One of the preconditions for this to work, might be that its users-to-be can see the DeltaChat team showing and consequently applying a good overall understanding of privacy challenges. Of course, no one can in any way demand such a far-heading or even idealistic approach. No one else than the team and its members themselves can decide how deep they want to plunge into a seemingly bottomless pond like this.
In case a team wants to head further into this kind of direction, it might eventually even lead well beyond the (conscious) privacy concerns of many simple users, I think. As ordinary users, we typically cannot have the same broad basis of knowledge and understanding as the members of a specialized team. Most of us might simply not be sufficiently aware of the privacy or security implications of what we are trying to accomplish on the web.

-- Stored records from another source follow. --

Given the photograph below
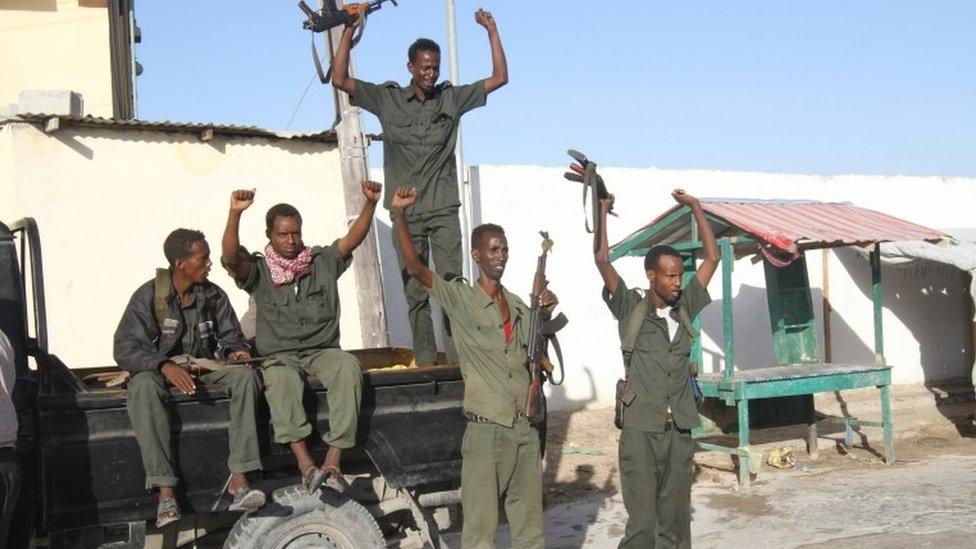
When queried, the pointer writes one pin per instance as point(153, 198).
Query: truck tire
point(294, 519)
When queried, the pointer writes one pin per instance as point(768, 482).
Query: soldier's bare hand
point(548, 300)
point(179, 378)
point(240, 354)
point(683, 198)
point(485, 19)
point(404, 198)
point(372, 190)
point(241, 199)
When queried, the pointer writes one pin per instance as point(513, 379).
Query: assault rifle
point(542, 329)
point(330, 16)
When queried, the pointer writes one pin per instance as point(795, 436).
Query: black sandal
point(167, 512)
point(334, 479)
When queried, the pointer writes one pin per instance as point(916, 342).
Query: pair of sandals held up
point(245, 499)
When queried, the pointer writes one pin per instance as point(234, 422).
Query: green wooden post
point(728, 258)
point(876, 293)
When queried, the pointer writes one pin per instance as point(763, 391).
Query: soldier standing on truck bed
point(501, 458)
point(420, 128)
point(295, 289)
point(657, 401)
point(180, 312)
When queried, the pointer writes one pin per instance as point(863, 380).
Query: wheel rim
point(313, 535)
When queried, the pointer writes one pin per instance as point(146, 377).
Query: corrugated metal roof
point(328, 136)
point(785, 225)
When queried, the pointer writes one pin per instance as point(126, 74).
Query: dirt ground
point(581, 456)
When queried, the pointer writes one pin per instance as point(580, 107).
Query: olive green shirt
point(419, 138)
point(303, 315)
point(189, 343)
point(659, 368)
point(495, 377)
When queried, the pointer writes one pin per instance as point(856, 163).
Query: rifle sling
point(636, 319)
point(325, 76)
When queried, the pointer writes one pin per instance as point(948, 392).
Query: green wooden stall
point(779, 233)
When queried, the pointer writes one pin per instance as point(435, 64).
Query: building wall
point(925, 315)
point(105, 200)
point(56, 45)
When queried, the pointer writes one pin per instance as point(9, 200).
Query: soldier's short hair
point(419, 45)
point(654, 255)
point(179, 242)
point(279, 210)
point(479, 232)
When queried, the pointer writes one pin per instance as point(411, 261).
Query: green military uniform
point(418, 150)
point(656, 452)
point(298, 325)
point(142, 346)
point(500, 449)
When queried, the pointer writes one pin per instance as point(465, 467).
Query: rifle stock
point(541, 328)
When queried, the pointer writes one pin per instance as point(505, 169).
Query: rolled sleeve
point(622, 301)
point(449, 295)
point(228, 327)
point(133, 348)
point(695, 297)
point(331, 259)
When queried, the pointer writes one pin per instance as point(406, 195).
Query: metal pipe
point(464, 184)
point(439, 499)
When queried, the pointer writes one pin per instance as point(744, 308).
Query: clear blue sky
point(832, 86)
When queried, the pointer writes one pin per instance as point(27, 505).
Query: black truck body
point(83, 473)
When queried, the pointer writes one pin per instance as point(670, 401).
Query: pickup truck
point(83, 478)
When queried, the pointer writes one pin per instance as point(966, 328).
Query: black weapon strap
point(559, 357)
point(589, 186)
point(325, 76)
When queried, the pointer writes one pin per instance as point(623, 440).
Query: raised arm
point(360, 228)
point(710, 255)
point(340, 64)
point(499, 66)
point(235, 258)
point(602, 254)
point(404, 198)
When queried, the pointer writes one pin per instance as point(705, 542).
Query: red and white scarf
point(285, 271)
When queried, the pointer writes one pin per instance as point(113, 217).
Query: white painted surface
point(105, 200)
point(55, 44)
point(925, 308)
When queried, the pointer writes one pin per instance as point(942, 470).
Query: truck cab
point(83, 482)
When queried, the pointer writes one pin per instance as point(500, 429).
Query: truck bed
point(91, 472)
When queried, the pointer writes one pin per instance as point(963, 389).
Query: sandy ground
point(926, 499)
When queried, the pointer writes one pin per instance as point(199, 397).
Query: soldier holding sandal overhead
point(295, 289)
point(181, 312)
point(656, 448)
point(501, 459)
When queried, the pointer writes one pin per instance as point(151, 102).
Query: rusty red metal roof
point(784, 225)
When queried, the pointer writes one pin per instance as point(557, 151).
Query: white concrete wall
point(925, 314)
point(56, 45)
point(105, 200)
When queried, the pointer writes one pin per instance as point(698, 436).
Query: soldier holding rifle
point(658, 407)
point(500, 449)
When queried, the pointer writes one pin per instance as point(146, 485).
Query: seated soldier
point(180, 312)
point(297, 297)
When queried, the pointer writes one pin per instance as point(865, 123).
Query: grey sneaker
point(247, 499)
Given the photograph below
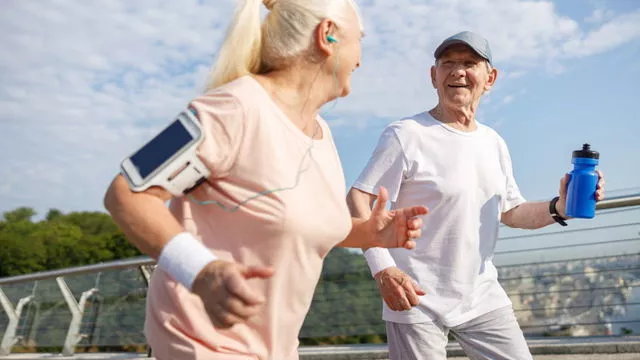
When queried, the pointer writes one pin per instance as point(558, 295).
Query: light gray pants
point(495, 335)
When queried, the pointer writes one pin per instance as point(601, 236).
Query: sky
point(83, 83)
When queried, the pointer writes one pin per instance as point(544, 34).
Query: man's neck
point(461, 118)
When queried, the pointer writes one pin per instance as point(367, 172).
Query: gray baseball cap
point(476, 42)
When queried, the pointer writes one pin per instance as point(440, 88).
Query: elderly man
point(461, 170)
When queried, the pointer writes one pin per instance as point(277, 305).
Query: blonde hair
point(253, 47)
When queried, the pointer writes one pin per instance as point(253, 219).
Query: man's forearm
point(529, 215)
point(359, 236)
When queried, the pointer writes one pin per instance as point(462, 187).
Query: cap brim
point(441, 49)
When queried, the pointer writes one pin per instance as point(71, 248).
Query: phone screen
point(161, 148)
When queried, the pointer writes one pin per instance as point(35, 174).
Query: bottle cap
point(586, 152)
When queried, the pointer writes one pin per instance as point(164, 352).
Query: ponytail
point(239, 54)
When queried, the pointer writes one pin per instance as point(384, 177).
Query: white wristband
point(183, 257)
point(378, 260)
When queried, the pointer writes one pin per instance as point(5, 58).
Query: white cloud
point(84, 82)
point(599, 15)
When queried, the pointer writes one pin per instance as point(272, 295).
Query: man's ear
point(493, 76)
point(433, 76)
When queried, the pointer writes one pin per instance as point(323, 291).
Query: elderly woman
point(239, 258)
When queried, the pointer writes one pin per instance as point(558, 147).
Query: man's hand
point(398, 290)
point(396, 228)
point(562, 192)
point(227, 297)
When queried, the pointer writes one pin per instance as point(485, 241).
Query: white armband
point(183, 257)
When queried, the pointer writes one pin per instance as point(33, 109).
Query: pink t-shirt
point(251, 147)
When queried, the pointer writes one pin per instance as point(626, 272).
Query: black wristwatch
point(554, 212)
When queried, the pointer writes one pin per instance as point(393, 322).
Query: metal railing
point(83, 307)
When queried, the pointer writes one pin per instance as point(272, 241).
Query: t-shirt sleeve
point(223, 122)
point(386, 167)
point(512, 197)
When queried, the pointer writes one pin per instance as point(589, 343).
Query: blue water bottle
point(583, 180)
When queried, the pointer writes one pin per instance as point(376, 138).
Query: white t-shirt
point(466, 181)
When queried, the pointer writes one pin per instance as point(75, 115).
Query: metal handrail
point(610, 203)
point(79, 270)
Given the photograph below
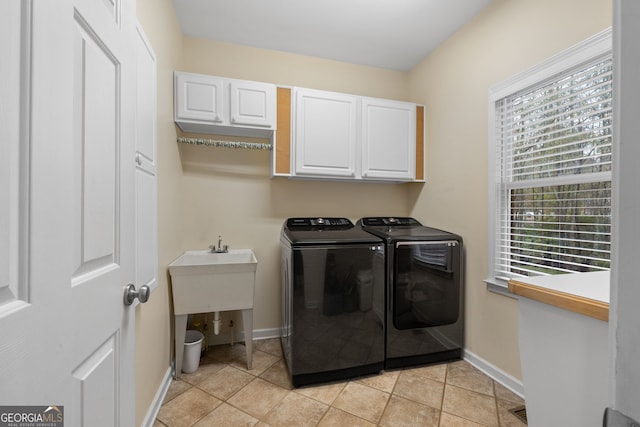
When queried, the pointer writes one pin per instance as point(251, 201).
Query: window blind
point(554, 174)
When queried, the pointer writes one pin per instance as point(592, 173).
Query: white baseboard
point(496, 373)
point(238, 336)
point(154, 409)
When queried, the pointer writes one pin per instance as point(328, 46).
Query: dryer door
point(426, 284)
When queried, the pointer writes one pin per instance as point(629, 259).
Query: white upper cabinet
point(388, 139)
point(349, 137)
point(325, 134)
point(253, 104)
point(198, 98)
point(217, 105)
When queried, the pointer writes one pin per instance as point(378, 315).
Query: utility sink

This is why recognizing principles like privacy by design and, with it, for example privacy by default can be so essential, I think. Of course, in an online world dominated by data mining corporations this can require some intense preparation, orientating more and more towards alternative approaches.
On the other hand, it might also offer a clear, far-reaching perspective, that can deepen the exchange with similarly minded people and increase the personal sense of work. And, from my point of view, it might also help to make a privacy related software application like DeltaChat even more attractive and convincing.